Posted May 10, 2020
Two successful programs at UW-River Falls designed to help students ease into the demands of college and boost retention have been suspended due to budget cuts.
In late February, the university’s Faculty Senate approved suspending the First Year Adventure and Pathways programs. The senate’s vote was merely a formality after the College of Arts and Sciences (CAS), home to both programs, could not afford to fund them for the coming academic year.
The First Year Adventure program, implemented in 2016, was designed to help freshman CAS students adapt to the challenges of university course work. The program’s central goal was to keep students in school, according to Dean Yohnk, dean of the college. He said it was successful, increasing retention by approximately 2-4 percent per freshman class.

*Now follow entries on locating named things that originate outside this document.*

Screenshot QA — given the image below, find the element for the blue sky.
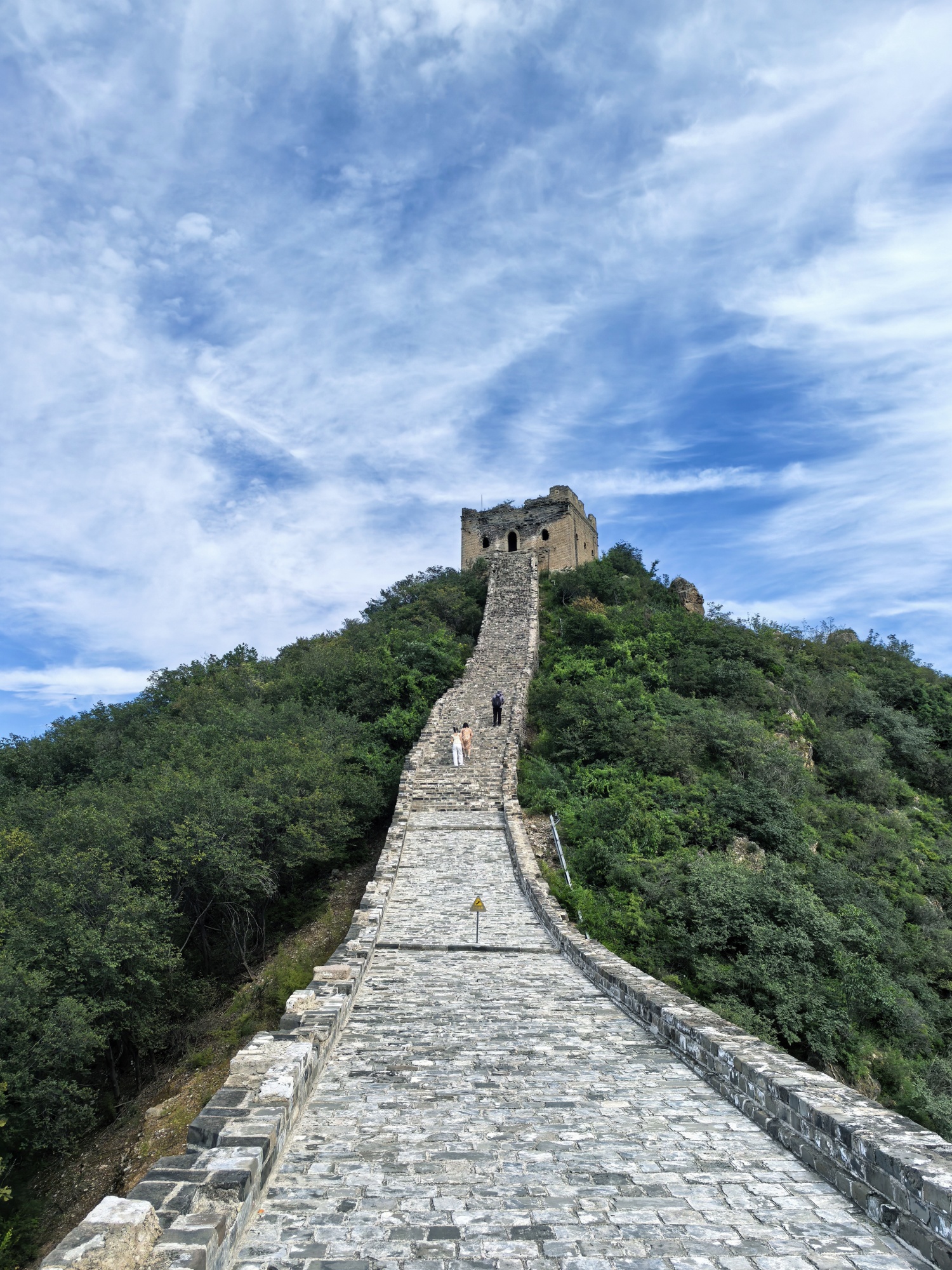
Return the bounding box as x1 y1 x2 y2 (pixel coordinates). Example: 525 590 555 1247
0 0 952 734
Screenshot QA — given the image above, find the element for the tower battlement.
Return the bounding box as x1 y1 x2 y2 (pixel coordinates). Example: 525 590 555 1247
461 485 598 573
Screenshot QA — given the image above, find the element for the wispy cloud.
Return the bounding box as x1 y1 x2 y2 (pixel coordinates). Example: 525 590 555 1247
0 0 952 737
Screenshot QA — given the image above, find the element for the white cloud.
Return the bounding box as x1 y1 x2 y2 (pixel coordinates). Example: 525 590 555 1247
0 0 952 737
0 665 151 704
175 212 212 243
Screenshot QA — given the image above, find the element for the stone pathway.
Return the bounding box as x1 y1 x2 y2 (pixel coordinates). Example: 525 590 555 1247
237 555 923 1270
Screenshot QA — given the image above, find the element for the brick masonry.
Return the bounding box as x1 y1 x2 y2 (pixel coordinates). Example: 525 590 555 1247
44 552 952 1270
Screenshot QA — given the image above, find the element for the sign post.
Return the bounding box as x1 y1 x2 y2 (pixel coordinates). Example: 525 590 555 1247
470 895 486 944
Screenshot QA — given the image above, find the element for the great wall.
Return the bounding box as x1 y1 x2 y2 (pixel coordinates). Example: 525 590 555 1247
43 550 952 1270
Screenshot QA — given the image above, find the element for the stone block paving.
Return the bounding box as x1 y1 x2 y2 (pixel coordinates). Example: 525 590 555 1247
380 812 552 952
231 561 923 1270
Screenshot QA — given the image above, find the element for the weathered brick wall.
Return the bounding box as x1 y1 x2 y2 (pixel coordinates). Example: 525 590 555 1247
44 554 952 1270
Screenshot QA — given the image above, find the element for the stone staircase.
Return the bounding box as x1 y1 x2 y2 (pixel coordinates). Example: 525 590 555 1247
44 552 952 1270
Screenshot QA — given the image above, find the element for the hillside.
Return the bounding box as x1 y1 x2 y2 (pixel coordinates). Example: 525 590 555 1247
0 569 486 1255
520 545 952 1139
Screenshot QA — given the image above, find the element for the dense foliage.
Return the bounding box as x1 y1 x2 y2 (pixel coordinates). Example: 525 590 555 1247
0 569 486 1189
520 545 952 1138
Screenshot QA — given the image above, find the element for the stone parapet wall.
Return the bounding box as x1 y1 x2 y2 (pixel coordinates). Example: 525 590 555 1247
43 554 952 1270
503 738 952 1270
42 555 538 1270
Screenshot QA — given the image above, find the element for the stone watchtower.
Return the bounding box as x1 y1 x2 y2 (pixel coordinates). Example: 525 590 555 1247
461 485 598 572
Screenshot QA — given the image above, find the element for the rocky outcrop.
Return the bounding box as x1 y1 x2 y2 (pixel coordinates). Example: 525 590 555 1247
826 626 859 644
671 578 704 617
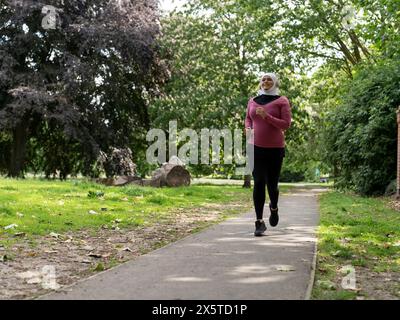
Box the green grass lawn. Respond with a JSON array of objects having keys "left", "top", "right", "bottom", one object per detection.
[
  {"left": 312, "top": 191, "right": 400, "bottom": 299},
  {"left": 0, "top": 179, "right": 262, "bottom": 240}
]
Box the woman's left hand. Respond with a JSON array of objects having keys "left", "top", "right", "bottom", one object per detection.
[{"left": 256, "top": 107, "right": 268, "bottom": 119}]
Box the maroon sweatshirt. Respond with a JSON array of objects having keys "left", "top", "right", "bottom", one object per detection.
[{"left": 245, "top": 96, "right": 292, "bottom": 148}]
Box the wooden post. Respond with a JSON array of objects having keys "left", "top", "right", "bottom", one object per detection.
[{"left": 396, "top": 107, "right": 400, "bottom": 200}]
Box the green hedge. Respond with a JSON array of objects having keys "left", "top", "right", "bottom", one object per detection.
[{"left": 324, "top": 60, "right": 400, "bottom": 195}]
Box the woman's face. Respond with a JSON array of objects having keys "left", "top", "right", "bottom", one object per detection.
[{"left": 261, "top": 76, "right": 274, "bottom": 90}]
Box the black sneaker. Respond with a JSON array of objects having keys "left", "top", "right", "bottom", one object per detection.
[
  {"left": 269, "top": 203, "right": 279, "bottom": 227},
  {"left": 254, "top": 220, "right": 267, "bottom": 237}
]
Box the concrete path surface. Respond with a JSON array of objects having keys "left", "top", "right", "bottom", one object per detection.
[{"left": 41, "top": 188, "right": 324, "bottom": 300}]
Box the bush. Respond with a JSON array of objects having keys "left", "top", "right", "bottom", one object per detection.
[{"left": 324, "top": 60, "right": 400, "bottom": 195}]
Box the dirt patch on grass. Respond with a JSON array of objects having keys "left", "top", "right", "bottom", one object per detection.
[
  {"left": 356, "top": 267, "right": 400, "bottom": 300},
  {"left": 0, "top": 203, "right": 250, "bottom": 299}
]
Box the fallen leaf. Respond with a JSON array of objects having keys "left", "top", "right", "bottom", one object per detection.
[
  {"left": 392, "top": 241, "right": 400, "bottom": 247},
  {"left": 44, "top": 250, "right": 58, "bottom": 253},
  {"left": 80, "top": 259, "right": 92, "bottom": 264},
  {"left": 94, "top": 263, "right": 104, "bottom": 271},
  {"left": 317, "top": 280, "right": 336, "bottom": 290},
  {"left": 276, "top": 265, "right": 296, "bottom": 272},
  {"left": 26, "top": 277, "right": 42, "bottom": 284},
  {"left": 14, "top": 232, "right": 26, "bottom": 237},
  {"left": 332, "top": 250, "right": 342, "bottom": 257},
  {"left": 4, "top": 223, "right": 18, "bottom": 230},
  {"left": 49, "top": 232, "right": 61, "bottom": 239}
]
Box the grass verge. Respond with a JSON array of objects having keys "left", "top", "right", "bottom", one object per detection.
[{"left": 312, "top": 191, "right": 400, "bottom": 299}]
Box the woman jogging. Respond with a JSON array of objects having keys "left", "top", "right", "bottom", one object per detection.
[{"left": 245, "top": 73, "right": 292, "bottom": 236}]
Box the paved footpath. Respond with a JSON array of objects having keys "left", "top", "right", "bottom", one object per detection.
[{"left": 42, "top": 188, "right": 324, "bottom": 300}]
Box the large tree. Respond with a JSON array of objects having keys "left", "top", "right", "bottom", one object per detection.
[
  {"left": 151, "top": 0, "right": 305, "bottom": 186},
  {"left": 0, "top": 0, "right": 168, "bottom": 176}
]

The Pathways program was designed to help students who likely would struggle with the college environment because English is not their first language. As a result, they often have lower scores on the ACT, a standardized test used for college admissions. Pathways began in 2015 and served 12-16 students per year. Students enrolled in Pathways tend to be minorities whose educational backgrounds result in issues adjusting to the rigorous standards of a fast-paced college course load. Like with the First Year Adventure program, the goal of Pathways was to increase retention and educational opportunities for students from diverse backgrounds.
Both programs incurred significant financial burdens. According to university budget proposals, the First Year Adventure program requested $73,000 for funding for the 2020-2021 academic year. The combined expense to operate both programs would be $152,250. That’s too much for the College of Arts and Sciences alone to afford, according to Yohnk.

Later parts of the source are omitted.